An article in the current issue of the journal Anesthesia Progress compares two intravenous nonsteroidal anti-inflammatory drugs (NSAIDs)—diclofenac and ketorolac—along with a placebo. Only ketorolac is currently approved for this usage in the United States; intravenous diclofenac was recently approved in the United Kingdom.
In this study, 353 patients were given one of these drugs or a placebo following oral surgery. This was a single-dose, randomized, double-blind, parallel group study conducted at three sites. The patients had undergone surgical extraction of one or more third molars, which typically leads to moderate to severe pain. The procedure creates a challenge for pain control and an opportunity to evaluate analgesics.

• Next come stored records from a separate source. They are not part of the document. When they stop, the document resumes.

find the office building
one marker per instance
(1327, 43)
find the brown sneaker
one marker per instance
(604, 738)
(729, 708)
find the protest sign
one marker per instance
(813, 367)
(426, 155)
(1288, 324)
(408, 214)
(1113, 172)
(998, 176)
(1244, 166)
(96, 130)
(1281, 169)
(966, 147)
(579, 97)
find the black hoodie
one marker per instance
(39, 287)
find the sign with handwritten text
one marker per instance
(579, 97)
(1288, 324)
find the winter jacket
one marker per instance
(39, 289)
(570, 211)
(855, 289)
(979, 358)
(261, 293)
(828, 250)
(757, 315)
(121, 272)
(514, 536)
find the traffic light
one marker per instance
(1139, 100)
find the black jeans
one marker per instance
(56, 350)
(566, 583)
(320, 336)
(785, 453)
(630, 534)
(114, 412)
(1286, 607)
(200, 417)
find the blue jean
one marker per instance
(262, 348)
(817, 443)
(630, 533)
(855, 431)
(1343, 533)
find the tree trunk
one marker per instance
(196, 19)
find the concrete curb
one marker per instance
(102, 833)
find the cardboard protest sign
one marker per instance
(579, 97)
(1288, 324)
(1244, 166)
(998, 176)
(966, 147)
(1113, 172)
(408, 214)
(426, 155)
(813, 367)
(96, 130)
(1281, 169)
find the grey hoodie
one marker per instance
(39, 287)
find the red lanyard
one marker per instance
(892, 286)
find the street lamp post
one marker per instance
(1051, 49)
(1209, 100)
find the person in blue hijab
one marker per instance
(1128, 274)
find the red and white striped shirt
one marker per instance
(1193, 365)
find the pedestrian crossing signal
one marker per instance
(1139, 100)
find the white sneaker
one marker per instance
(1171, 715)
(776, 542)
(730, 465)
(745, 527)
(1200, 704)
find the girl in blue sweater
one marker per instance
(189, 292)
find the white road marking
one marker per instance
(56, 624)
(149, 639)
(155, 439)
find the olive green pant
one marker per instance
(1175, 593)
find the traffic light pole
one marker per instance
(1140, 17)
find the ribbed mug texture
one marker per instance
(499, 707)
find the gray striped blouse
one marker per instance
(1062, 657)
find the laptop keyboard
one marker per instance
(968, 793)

Total pain relief over 6 hours, as measured by the visual analog scale, was considered the endpoint for this study. Other indicators of efficacy researched included measures of pain intensity and relief, and time to pain relief. Adverse effects were also monitored and found to be minimal.
Intravenous diclofenac was given in five different dosages, ranging from 3.75 mg to 75 mg, while ketorolac was given in a 30-mg dose. The study sought to define the minimum dose of intravenous diclofenac that gave an analgesic effect noticeably different from the placebo. In meeting the endpoint of 6-hour pain relief, diclofenac rated better than the placebo in all but the lowest dosage.
This research found that intravenous diclofenac worked more quickly than ketorolac. A significantly higher proportion of patients given intravenous diclofenac reported 30% or greater pain relief after 5 minutes compared with those given ketorolac or the placebo.
The findings indicate additional clinical benefit from the use of intravenous diclofenac. Larger scale trials in more diverse populations are needed and, should they confirm the findings of this study, have the potential to improve the safety and efficacy of postoperative NSAID analgesia.